Le grand débat social ne peut se dérouler que par la pensée, la volonté et l'action des individus. La société ne vit et n'agit que dans les individus ; elle n'est rien d'autre qu'une attitude déterminée de leur part. Chacun porte sur ses épaules une parcelle de la société ; personne ne peut être délivré par d'autres de sa part de responsabilité. Et aucun homme ne peut trouver pour lui un moyen de salut si la société, dans son ensemble, court à sa ruine. C'est pourquoi chacun doit dans son propre intérêt engager toutes ses forces dans la lutte des idées. Personne ne peut demeurer à l'écart et se considérer comme étranger au débat ; l'intérêt de chacun est en jeu. Qu'il le veuille ou non, tout homme est engagé dans la grande lutte historique, dans la bataille décisive en présence de laquelle notre époque nous a placés.

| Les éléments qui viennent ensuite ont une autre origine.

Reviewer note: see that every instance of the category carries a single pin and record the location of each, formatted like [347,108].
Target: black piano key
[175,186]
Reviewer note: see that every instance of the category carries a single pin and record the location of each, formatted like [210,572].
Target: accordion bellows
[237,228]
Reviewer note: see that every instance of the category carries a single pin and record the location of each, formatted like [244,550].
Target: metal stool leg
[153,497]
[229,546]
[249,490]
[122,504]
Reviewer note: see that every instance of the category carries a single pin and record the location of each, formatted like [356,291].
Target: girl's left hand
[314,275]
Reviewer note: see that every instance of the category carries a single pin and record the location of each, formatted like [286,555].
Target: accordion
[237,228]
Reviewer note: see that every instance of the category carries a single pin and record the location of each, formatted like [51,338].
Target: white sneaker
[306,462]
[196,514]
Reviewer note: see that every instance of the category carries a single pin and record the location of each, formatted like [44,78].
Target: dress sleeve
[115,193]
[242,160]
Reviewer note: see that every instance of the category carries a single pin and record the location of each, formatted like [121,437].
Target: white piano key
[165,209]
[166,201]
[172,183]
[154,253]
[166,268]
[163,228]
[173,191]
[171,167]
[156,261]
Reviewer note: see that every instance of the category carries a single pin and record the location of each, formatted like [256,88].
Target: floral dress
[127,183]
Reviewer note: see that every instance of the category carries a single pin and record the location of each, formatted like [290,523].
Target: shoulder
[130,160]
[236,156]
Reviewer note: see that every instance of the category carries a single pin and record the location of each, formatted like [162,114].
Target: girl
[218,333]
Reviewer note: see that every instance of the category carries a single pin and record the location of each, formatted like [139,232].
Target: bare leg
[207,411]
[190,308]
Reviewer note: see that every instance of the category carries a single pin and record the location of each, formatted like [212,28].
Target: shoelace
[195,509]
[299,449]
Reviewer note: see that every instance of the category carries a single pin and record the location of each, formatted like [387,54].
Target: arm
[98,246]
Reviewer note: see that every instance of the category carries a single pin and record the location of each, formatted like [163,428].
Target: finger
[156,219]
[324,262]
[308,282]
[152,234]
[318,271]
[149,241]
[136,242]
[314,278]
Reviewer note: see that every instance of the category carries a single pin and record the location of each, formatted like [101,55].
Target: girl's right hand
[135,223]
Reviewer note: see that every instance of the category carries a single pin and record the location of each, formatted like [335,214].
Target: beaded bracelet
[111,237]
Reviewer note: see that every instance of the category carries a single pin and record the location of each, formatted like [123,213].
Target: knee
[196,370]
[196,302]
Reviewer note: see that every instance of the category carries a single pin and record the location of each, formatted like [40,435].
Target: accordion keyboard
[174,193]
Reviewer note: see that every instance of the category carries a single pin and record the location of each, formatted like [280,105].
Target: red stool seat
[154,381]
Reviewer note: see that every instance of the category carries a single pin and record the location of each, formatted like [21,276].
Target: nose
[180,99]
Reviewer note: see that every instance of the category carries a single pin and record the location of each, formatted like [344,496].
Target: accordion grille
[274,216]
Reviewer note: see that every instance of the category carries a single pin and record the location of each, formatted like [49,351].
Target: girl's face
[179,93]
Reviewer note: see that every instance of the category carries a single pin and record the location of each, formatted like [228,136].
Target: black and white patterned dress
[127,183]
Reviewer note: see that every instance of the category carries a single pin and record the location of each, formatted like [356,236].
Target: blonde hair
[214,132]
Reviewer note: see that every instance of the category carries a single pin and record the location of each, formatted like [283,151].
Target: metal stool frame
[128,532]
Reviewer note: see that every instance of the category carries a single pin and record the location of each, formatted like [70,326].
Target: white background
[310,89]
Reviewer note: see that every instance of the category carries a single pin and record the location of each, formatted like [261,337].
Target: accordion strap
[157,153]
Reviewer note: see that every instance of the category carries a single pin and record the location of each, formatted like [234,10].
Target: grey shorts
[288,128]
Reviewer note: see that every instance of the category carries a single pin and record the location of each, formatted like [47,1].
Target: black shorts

La société est l'oeuvre de l'homme. Elle n'a pas été créée par un dieu ou par une autre force obscure de la nature. Il dépend de l'homme, dans la mesure où le déterminisme causal des événements permet de parler de volonté libre, qu'elle continue à se développer ou qu'elle succombe. C'est une question d'appréciation personnelle que de savoir si la société est un bien ou un mal. Mais quiconque préfère la vie à la mort, le bonheur à la souffrance, le bien-être à la misère doit accepter la société. Et quiconque veut la société et son progrès doit, sans réserve et sans restriction, vouloir aussi la propriété privée des moyens de production.

Note

[1] Cf. Freund, Totem und Tabu, Vienne, 1913, pp. 62 sqq.